デルピュネは、俺がレイアの体を傷つけられないことを見抜いている。もはやこちらへの警戒も躊躇もない。
「ちっ、もう少しで魂でるでるだったのに、です!」
舌打ちまじりに吐き捨てながらも、デルピュネは微塵も怯むことはなかった。素早く床に置かれた剣を拾い上げ、そのまま風のように駆け出した。その加速は、俺が超斥力シューズで跳躍したときに匹敵するほどの速さだった。
俺が近づこうとすると、デルピュネは即座に斥力の六芒星魔法陣を展開し、こちらへ向けて撃ち放ってきた。即座に発動できる念動魔法。魔法の衝撃波が床をえぐり、砕けた破片が飛び散った。無詠唱でこれほどの威力を出せるとは、相当な術者だ。
「バレちゃったからには、剣をいただいてさっさと逃げるのが一番です!」
デルピュネは剣を抱え、軽やかに疾走する。こちらはレイアの体を傷つけるわけにもいかず、足止めすら難しい。
だが、焦る必要はなかった。
「ごぎゅっ!?」
突然、デルピュネの身体が空中で弾かれた。まるで見えない壁に突っ込んだかのようだ。そのまま跳ね返り、地面を転がった。そう、ここは、一度かかった獲物が、二度と逃げられないようにわざわざ用意した檻なのだ。

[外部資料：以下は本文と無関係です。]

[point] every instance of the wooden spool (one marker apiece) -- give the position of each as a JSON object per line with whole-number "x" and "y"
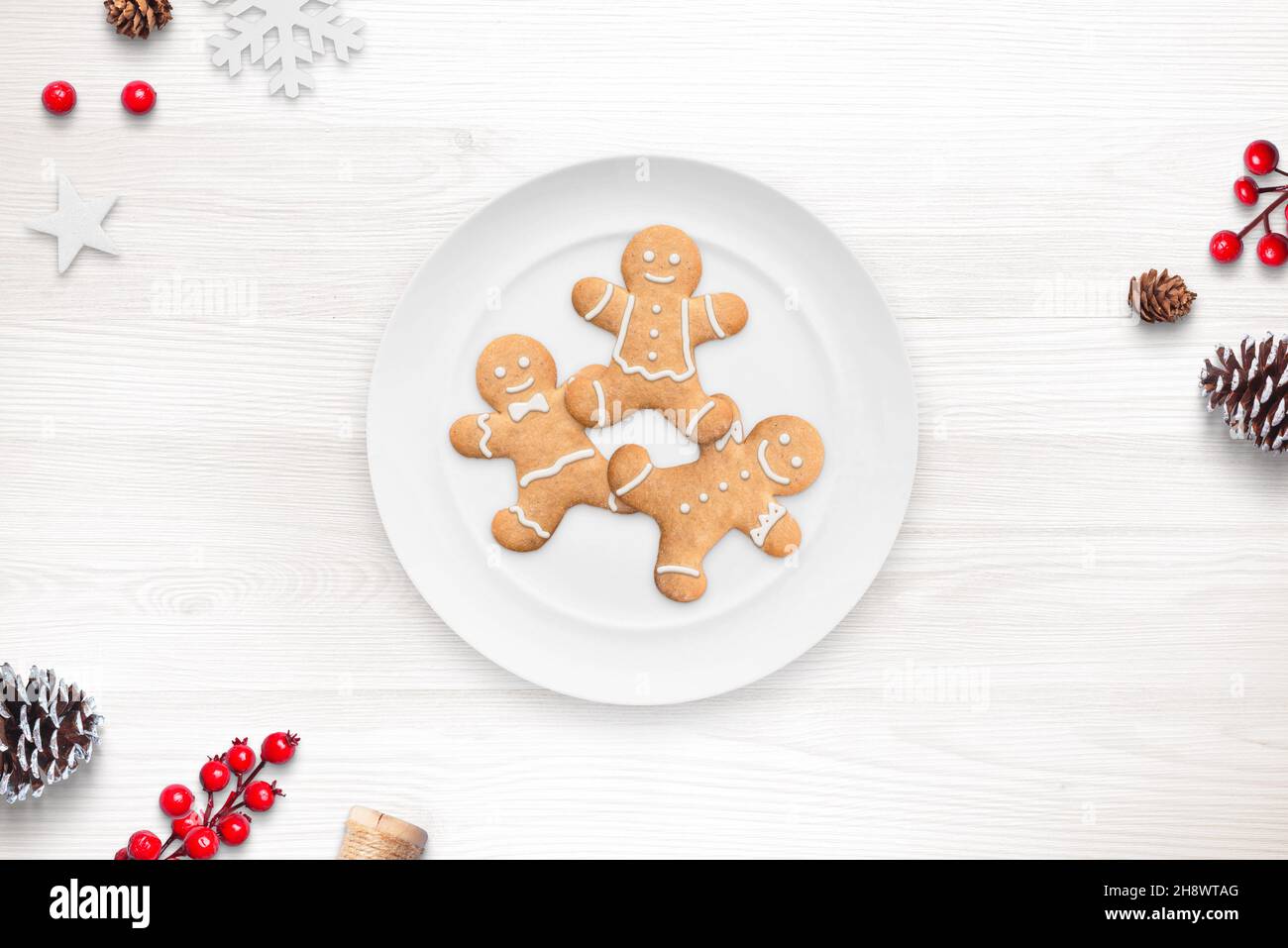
{"x": 372, "y": 835}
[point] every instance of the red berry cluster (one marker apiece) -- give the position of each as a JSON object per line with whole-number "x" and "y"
{"x": 200, "y": 833}
{"x": 1261, "y": 158}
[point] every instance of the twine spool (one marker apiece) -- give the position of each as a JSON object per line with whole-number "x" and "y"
{"x": 373, "y": 835}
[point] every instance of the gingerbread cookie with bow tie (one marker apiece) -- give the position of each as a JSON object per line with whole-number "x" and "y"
{"x": 554, "y": 462}
{"x": 733, "y": 484}
{"x": 658, "y": 322}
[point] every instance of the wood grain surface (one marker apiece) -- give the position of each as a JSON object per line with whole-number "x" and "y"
{"x": 1077, "y": 646}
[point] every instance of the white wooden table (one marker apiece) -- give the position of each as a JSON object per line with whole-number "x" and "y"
{"x": 1078, "y": 643}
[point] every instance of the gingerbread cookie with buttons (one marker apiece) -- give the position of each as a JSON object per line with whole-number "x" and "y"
{"x": 658, "y": 322}
{"x": 555, "y": 463}
{"x": 732, "y": 485}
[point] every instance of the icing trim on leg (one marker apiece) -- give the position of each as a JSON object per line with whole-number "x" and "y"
{"x": 531, "y": 524}
{"x": 541, "y": 473}
{"x": 697, "y": 416}
{"x": 683, "y": 571}
{"x": 711, "y": 317}
{"x": 600, "y": 412}
{"x": 635, "y": 480}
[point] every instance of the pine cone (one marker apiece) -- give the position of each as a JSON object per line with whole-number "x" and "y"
{"x": 138, "y": 17}
{"x": 1250, "y": 388}
{"x": 1159, "y": 298}
{"x": 47, "y": 730}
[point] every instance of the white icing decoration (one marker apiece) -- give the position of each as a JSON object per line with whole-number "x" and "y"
{"x": 711, "y": 317}
{"x": 520, "y": 410}
{"x": 601, "y": 411}
{"x": 636, "y": 480}
{"x": 697, "y": 416}
{"x": 683, "y": 571}
{"x": 603, "y": 301}
{"x": 734, "y": 432}
{"x": 531, "y": 524}
{"x": 557, "y": 467}
{"x": 767, "y": 523}
{"x": 662, "y": 372}
{"x": 764, "y": 466}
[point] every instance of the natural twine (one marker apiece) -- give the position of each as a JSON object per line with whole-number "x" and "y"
{"x": 365, "y": 843}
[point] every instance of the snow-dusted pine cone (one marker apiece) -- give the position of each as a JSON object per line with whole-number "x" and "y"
{"x": 1249, "y": 386}
{"x": 48, "y": 729}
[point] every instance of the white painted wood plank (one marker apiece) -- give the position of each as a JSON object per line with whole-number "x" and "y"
{"x": 1074, "y": 648}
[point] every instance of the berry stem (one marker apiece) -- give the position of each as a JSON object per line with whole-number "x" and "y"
{"x": 1263, "y": 215}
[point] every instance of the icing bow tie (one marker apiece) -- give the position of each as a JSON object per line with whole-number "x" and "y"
{"x": 519, "y": 410}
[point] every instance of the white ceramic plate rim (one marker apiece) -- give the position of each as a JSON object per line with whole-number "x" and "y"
{"x": 809, "y": 612}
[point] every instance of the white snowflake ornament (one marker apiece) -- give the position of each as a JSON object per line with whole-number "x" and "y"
{"x": 287, "y": 21}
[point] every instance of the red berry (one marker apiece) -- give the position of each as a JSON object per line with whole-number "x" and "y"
{"x": 143, "y": 845}
{"x": 278, "y": 747}
{"x": 214, "y": 775}
{"x": 138, "y": 97}
{"x": 259, "y": 796}
{"x": 58, "y": 97}
{"x": 201, "y": 843}
{"x": 1273, "y": 249}
{"x": 181, "y": 826}
{"x": 1225, "y": 247}
{"x": 233, "y": 828}
{"x": 1261, "y": 158}
{"x": 240, "y": 756}
{"x": 175, "y": 800}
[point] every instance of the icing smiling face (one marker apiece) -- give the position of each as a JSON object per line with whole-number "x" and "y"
{"x": 787, "y": 451}
{"x": 661, "y": 258}
{"x": 513, "y": 369}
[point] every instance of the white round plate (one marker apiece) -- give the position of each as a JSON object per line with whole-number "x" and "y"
{"x": 581, "y": 614}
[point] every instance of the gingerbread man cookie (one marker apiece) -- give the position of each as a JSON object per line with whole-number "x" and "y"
{"x": 732, "y": 485}
{"x": 658, "y": 322}
{"x": 555, "y": 463}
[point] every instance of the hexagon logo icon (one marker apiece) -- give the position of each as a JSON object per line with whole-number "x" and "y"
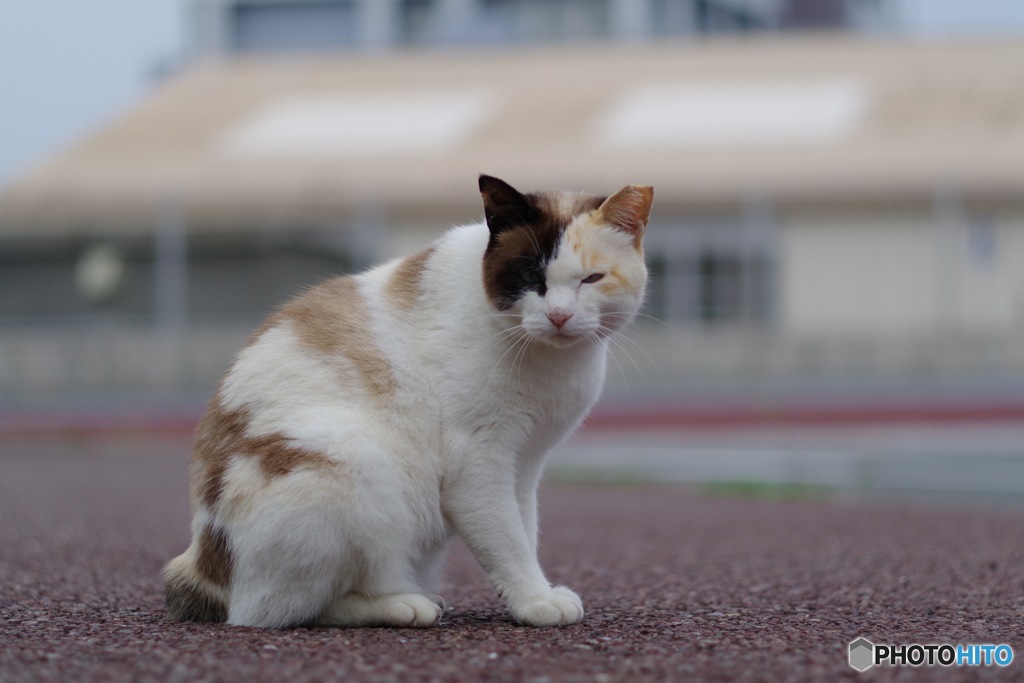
{"x": 861, "y": 654}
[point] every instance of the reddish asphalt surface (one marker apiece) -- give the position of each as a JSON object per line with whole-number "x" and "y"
{"x": 678, "y": 586}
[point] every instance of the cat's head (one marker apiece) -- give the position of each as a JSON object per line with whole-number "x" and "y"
{"x": 566, "y": 267}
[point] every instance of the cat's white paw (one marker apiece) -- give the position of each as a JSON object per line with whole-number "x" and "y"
{"x": 411, "y": 609}
{"x": 438, "y": 600}
{"x": 560, "y": 606}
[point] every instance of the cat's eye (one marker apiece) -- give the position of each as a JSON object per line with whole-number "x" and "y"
{"x": 531, "y": 275}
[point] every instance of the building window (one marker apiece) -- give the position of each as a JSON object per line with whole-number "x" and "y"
{"x": 309, "y": 26}
{"x": 543, "y": 20}
{"x": 712, "y": 274}
{"x": 418, "y": 23}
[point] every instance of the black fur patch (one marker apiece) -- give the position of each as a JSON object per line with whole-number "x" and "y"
{"x": 525, "y": 232}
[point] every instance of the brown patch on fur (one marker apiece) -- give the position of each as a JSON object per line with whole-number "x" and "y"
{"x": 332, "y": 317}
{"x": 629, "y": 210}
{"x": 186, "y": 601}
{"x": 404, "y": 287}
{"x": 214, "y": 560}
{"x": 221, "y": 436}
{"x": 525, "y": 231}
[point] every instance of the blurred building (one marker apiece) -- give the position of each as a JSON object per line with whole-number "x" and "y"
{"x": 826, "y": 205}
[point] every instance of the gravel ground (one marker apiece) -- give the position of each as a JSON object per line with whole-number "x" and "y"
{"x": 678, "y": 586}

デルピュネが無様に立ち上がったその先に、一人の少女が立っていた。
「……すでにこのアカデミー全体は、儂の結界魔法で覆われておる。お主がどれほどの術師かは知らんが、外へ抜けることなど、容易にできるはずもないのじゃ」
現れたのは、エルマだった。彼女の蒼い瞳は氷のように澄み、そこには静かな怒りが宿っていた。
「お前のせいで、この偉大なる魔王様が、余計な労働を強いられる羽目になったにゃん……覚悟はできてるにゃん?」
低く唸るような声と共に、リリィがゆらりと姿を現した。その手のひらには、赤く脈動する灼熱の魔力が灯っている。今にも、怒りを込めた一撃を叩き込まんとする気配をまとっていた。
「すみません、すみません……でも、レイアお姉ちゃんのふりをして、悪いことをするなんて……私の個人的な意見ですみませんが、絶対に、許せないです」
ミーアもまた、迷いのない瞳で前に出た。その身体は既に擬態を解き、半身をバジリスクの姿へと変え、邪眼を鋭く輝かせている。
どれほど強力な魔術師であろうとも、俺も含むこの四人に囲まれたら、もはや逃げ場はないだろう。さすがにデルピュネも、それを悟ったらしい。肩を震わせながら、怯えたように後ずさった。